TOKYO (Reuters) - Japan is seeking an exemption from proposed new U.S. sanctions against Iran that could effectively freeze Tehran’s use of payments for oil, the Nikkei business daily reported on Tuesday, citing sources.
Japanese Finance Minister Koriki Jojima asked U.S. Treasury Secretary Timothy Geithner at an October 11 meeting in Tokyo for the United States to exempt Japanese banks, the daily said, citing unidentified sources familiar with the matter.
Geithner said the matter was being considered, the Nikkei said.
Japan, the world’s third-largest importer of crude oil, has already secured waivers from U.S. financial sanctions imposed last year because it has significantly cut purchases from Iran.
A Japanese government official who declined to be identified played down the Nikkei report.
“It is not my understanding that America is currently working on new sanctions or that (Japan) is seeking an exemption from its application,” the official said.
The U.S. Congress overwhelmingly passed a new package of sanctions against Iran in August that aim to punish banks, insurance companies and shippers that help Iran sell its oil.
The bill builds on oil trade sanctions signed into law by President Barack Obama in December that, along with EU prohibitions, prompted Japan, South Korea, India and others to slash their purchases of Iranian oil allowing them to get waivers from Washington.
The West has imposed sanctions on Iran because it suspects it wants to develop nuclear weapons. Iran says its nuclear programme is for civilian purposes.
Other importers of Iranian oil besides Japan are also likely to voice their opposition to the proposed new sanctions, the Nikkei said.
U.S. lawmakers are considering expanding economic sanctions on Iran - measures that already have helped push that country’s currency into free fall but have not yet convinced it to abandon its nuclear programme.
Democratic Senator Robert Menendez, a member of the Senate Banking and Foreign Relations Committees, has said he is looking at ways to freeze an estimated 30 percent of Iran’s foreign currency reserves held in banks outside the country.
Currently, Japanese buyers of Iranian oil pay Iran for crude imports in yen via accounts set up at Japanese banks by Iran’s central bank, and the funds later get transferred to Iran’s private banks.

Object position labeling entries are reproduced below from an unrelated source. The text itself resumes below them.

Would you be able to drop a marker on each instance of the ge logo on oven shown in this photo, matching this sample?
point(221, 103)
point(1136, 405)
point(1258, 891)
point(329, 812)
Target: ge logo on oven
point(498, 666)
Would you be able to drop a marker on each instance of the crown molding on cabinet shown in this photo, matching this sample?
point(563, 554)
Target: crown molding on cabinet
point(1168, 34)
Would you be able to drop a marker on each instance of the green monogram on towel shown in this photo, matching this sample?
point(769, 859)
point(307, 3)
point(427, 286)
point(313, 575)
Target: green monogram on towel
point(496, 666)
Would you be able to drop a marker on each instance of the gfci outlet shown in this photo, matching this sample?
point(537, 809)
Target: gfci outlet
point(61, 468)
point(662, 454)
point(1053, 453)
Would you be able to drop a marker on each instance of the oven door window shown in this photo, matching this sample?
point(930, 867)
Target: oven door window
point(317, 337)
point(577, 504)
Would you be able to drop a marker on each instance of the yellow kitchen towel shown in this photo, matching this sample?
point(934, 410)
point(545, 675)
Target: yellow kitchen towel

But the proposed new U.S. sanctions would effectively freeze those assets, and if the measures are implemented, Iran would no longer be able to use Japan’s oil payments freely, which could further curb Japan’s oil purchases from Iran, the Nikkei report said.
The United States is set to implement the new sanctions from February, the report added.
In the first eight months of 2012, Japan imported 191,731 barrels per day of Iranian crude, down more than 40 percent from the same period a year ago, according to Reuters calculations based on data from the Ministry of Economy, Trade and Industry (METI).
The ministry is due to release import figures for September on Wednesday.